Maybe–but the bottom-line question is that if you’re going to carry a raincoat in the hottest time of the summer, is there some edict that says that you must leave a zip-out fur lining in it so as to not only be warm beyond reason but to be abjectly miserably hot? Does orthodoxy require suffering? :confused:

Or missing the point? :wink:

I’m an Orthodox Jew, and I have to say I’ve never heard of this as a general practice, religious or otherwise.

Maybe they had just arrived on the bus from the Catskills or were on their way to catch a bus to the Catskills. In fact, maybe they were going there for the weekend…rain is predicted for much of this weekend (7/28-30/2006, for you later readers of this thread).

Just to clarify my line of thinking…it was a Thursday Evening, and the 42nd Street shuttle runs by Port Authority.

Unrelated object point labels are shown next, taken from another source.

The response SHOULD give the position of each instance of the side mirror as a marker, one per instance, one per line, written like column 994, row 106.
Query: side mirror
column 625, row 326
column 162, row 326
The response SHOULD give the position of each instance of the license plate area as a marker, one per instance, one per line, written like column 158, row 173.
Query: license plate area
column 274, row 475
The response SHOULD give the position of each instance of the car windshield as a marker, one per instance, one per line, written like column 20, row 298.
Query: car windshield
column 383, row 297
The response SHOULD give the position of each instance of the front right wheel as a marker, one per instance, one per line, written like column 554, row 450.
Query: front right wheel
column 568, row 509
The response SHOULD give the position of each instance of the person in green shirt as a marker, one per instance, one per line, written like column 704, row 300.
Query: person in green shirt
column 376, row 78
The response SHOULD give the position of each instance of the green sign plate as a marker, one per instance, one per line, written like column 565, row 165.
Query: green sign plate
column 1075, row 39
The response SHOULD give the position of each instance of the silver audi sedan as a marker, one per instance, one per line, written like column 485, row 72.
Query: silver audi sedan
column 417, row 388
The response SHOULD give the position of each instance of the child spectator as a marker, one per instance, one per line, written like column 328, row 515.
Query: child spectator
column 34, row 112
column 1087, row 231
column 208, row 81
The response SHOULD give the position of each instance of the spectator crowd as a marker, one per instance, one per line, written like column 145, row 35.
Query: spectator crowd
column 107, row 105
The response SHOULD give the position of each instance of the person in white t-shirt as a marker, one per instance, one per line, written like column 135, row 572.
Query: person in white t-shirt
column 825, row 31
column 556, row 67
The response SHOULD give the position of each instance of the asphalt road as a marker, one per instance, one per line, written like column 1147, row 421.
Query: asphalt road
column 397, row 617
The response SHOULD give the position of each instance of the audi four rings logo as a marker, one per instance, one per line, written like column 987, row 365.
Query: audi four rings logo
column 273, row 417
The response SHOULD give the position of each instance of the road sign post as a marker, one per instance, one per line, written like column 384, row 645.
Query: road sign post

I’ve seen orthodox men around here in summer wearing big fur hats as well as long black coats when in was over 40C.

hawthorne:

Yes, but those clothing items are special Sabbath finery, which they consider the only thing to wear that’s properly respectful of the holy day (or other fancy occasions). The coat described by the OP doesn’t sound like those.

Oh, OK so the flat brown fur hats are only for the Sabbath? Is there a distinction as far as who would wear those? When I was in the waiting room at NYU Med Ctr I saw some gentlemen wearing these, but some who continued to wear the typical black hat from all week.

Yes, Hasidim only wear the fur hat (“Streimel” in yiddish) on Sabbath, Holidays, or for special occasions like weddings. Only married men wear them, in fact, when my brother, who turned Hasidic, got married, it was a big deal that before the wedding, he went to his Rebbe and the Rebbe put the Streimel on his head and gave him a blessing.

Non-Hasidim do not wear the Streimel, we usually wear an ordinary black felt hat.

Perhaps they’re expecting a cold front in the hereafter.

You’ve touched on one of my pet peeves about men’s business suits–when you take off the coat you’re just wearing slacks, shirt, and a tie, and look like you might be working in a hardware store. Without the coat, the suit ceases to be a suit and loses virtually all of its visual impressiveness.

I don’t know the answer to this question, but I do know that I saw an Orthodox dad & son at the Cubs game a couple of weeks ago. It was hot as heck…maybe in the mid to high 90s (I was in the shade and my clothes were soaked with sweat from just sitting there). Anyway, said dad & son were wearing black pants, white short-sleeve dress shirt, and the typical hat. No sign of a heavy raincoat at all.